The President stood with Otto Lehrman before the high-resolution data screens mounted on the wood paneling covering the concrete walls. The screens were on and showed maps of different portions of the Northern Hemisphere, Mercator projection, with red spots marking vanished cities. “Come on in, Irwin,” Crockerman said. “We have some new material from the Puzzle Palace.” He seemed almost cheerful.

Irwin turned to the First Lady. “Are you here to stay?” he asked bluntly. He respected the woman, but did not like her much.

“The President specially requested my presence,” she said. “He feels we should be united.”

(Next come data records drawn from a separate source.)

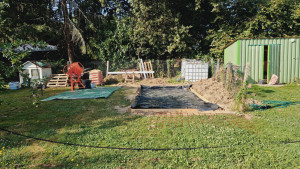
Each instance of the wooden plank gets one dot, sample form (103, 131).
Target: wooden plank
(130, 72)
(177, 111)
(201, 97)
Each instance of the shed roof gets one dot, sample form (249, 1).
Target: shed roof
(230, 43)
(39, 64)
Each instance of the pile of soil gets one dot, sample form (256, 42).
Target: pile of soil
(215, 92)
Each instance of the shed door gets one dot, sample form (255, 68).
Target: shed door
(274, 62)
(256, 60)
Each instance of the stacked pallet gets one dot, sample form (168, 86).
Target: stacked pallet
(96, 77)
(58, 80)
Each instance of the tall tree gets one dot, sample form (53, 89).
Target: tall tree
(67, 32)
(157, 32)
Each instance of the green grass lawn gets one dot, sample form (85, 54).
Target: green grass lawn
(255, 143)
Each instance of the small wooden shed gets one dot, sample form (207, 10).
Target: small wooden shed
(36, 70)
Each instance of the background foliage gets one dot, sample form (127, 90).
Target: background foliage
(122, 30)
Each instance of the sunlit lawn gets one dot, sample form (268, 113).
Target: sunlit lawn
(256, 143)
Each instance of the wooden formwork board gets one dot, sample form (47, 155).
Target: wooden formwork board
(184, 112)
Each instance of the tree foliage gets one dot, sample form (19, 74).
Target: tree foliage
(124, 30)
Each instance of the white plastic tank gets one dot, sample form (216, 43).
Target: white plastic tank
(194, 70)
(14, 85)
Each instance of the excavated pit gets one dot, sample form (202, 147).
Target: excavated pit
(170, 97)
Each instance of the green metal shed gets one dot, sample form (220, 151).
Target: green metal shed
(279, 56)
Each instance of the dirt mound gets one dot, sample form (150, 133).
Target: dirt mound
(214, 92)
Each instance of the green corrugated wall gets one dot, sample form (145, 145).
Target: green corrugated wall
(239, 53)
(231, 54)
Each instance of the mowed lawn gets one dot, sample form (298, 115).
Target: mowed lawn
(220, 141)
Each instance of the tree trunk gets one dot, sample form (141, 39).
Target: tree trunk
(67, 32)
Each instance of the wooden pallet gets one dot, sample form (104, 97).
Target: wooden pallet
(147, 67)
(58, 80)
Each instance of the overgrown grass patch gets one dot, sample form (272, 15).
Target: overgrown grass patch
(95, 122)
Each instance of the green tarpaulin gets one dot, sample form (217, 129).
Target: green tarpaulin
(100, 92)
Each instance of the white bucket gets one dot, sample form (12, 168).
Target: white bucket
(14, 85)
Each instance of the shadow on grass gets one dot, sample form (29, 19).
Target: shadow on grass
(47, 120)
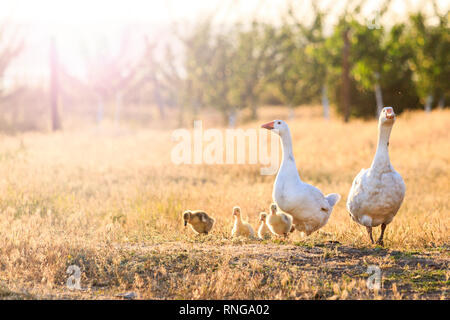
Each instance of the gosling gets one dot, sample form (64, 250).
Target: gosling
(263, 230)
(278, 222)
(199, 221)
(241, 228)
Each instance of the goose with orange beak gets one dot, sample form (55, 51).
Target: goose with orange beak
(377, 193)
(307, 205)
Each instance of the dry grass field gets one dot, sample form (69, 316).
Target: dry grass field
(111, 203)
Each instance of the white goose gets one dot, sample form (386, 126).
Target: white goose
(307, 205)
(377, 193)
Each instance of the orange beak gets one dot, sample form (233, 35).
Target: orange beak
(268, 125)
(390, 114)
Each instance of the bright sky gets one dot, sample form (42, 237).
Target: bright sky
(88, 22)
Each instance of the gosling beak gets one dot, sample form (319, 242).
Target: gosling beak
(390, 114)
(268, 125)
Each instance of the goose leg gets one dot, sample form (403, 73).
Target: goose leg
(380, 240)
(369, 231)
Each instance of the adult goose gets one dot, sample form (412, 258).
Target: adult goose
(307, 205)
(377, 193)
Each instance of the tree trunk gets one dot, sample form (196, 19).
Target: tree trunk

“Obviously, you agree with him.”

“I agree with him,” she said.

Never in United States history had a First Lady deserted her husband when he was under fire; Mrs. Crockerman knew this, and it must have taken some courage to return. Still, Schwartz had himself given long hours of thought to resigning from the administration; he could not judge her too harshly.

He held out his hand. She accepted and they shook firmly. “Welcome back aboard,” he said.

“We have photos about twenty minutes old from a Diamond Apple,” Lehrman said. “Technicians are putting them on the screens any minute.” Diamond Apples were reconnaissance satellites launched in the early 1990s. The National Reconnaissance Office was very zealous with Diamond Apple pictures. Usually, they would have been reserved for the eyes of the President and Secretary of Defense only; that Schwartz was seeing them indicated something extraordinary was in store.